Mesalazine [5-aminosalicylic acid (5-ASA)] has been used for over 30 years in the treatment of inflammatory bowel disease (IBD). It is a highly effective, safe, and well-tolerated drug for treatment of mild to moderate ulcerative colitis, which represents most patients with this disease. Recent studies of patient adherence to 5-ASA therapies in ulcerative colitis have highlighted the need for regimens that enable long-term compliance to significantly reduce the risk of troublesome and debilitating flares in the short term, and possibly colon cancer in the long term. Indeed, much of the recent innovation in clinical use of 5-ASA in colitis has come from studies of novel delivery mechanisms and simplified oral dosing schedules. These studies have provided much needed clarity on essential matters such as starting dose, dose escalation, and efficacy in terms of the ideal clinical endpoint - mucosal healing. Various manufacturers are re-evaluating their products to determine the safety and efficacy of such dosing regimens. Although once widely employed in the treatment of Crohn's disease (CD), the accumulated body of evidence now suggests that there is a much more limited role for 5-ASA in this particular form of inflammatory bowel disease. Recent 5-ASA randomized-controlled trials, comparative studies, and outcomes research have led to refined treatment strategies and awareness for practitioners to better inform, engage and facilitate patients in optimal use of 5-ASA in inflammatory bowel disease.

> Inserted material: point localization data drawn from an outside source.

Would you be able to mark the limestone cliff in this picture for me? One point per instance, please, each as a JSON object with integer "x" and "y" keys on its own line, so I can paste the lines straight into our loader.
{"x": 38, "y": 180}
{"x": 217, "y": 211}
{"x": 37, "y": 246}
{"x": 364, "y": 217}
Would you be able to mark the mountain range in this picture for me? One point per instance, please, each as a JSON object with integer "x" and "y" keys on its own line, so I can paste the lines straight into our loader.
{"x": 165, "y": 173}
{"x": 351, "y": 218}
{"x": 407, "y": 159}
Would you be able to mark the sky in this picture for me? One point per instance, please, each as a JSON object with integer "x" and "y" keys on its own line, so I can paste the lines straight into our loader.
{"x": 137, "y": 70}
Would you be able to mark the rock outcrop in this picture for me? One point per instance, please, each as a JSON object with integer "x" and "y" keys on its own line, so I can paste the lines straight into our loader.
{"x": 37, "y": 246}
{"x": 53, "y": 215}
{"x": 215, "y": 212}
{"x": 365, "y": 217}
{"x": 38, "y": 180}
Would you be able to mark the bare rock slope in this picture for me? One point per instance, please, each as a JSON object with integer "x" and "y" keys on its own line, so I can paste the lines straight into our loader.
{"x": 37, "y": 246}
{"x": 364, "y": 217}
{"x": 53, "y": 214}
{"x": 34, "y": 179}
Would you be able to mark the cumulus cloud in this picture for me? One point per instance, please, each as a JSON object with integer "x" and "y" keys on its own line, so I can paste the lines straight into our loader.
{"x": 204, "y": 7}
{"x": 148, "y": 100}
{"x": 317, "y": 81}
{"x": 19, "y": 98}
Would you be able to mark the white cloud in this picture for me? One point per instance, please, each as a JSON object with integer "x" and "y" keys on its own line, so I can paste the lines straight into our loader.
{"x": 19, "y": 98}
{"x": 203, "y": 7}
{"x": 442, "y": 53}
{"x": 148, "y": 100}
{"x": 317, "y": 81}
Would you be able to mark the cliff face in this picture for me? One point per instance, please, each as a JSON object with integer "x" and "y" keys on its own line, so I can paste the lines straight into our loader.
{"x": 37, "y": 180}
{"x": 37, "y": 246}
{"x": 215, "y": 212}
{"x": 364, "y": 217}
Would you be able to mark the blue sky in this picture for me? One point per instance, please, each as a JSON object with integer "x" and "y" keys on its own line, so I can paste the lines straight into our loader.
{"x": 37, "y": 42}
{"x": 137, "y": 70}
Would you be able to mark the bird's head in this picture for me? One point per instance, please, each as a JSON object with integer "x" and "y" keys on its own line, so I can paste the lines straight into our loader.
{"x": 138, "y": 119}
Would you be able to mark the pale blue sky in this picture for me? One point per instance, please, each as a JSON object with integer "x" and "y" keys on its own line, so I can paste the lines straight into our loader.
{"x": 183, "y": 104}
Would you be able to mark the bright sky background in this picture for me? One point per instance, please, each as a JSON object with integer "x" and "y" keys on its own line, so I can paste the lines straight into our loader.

美沙拉嗪(5-氨基水杨酸,5-ASA)已在治疗炎症性肠病(IBD)中使用了 30 多年。它是一种治疗轻度至中度溃疡性结肠炎的高效、安全且耐受性良好的药物,适用于大多数此类疾病患者。最近对溃疡性结肠炎患者对 5-ASA 治疗的依从性的研究强调了需要制定能长期遵医嘱的方案,以显著降低短期内出现麻烦和使人虚弱的复发的风险,并可能降低长期患结肠癌的风险。事实上,溃疡性结肠炎中 5-ASA 临床应用的近期创新大部分来自新型给药机制和简化口服剂量方案的研究。这些研究为一些重要问题提供了急需的明确信息,如起始剂量、剂量递增以及作为理想临床终点的黏膜愈合的疗效。各个制造商正在重新评估他们的产品,以确定这些剂量方案的安全性和疗效。虽然美沙拉嗪曾广泛用于治疗克罗恩病(CD),但目前的大量证据表明,在这种特定形式的炎症性肠病中,5-ASA 的作用要有限得多。最近的 5-ASA 随机对照试验、对比研究和结果研究为临床医生提供了更精细的治疗策略,以更好地告知、参与并促进患者在炎症性肠病中最佳使用 5-ASA。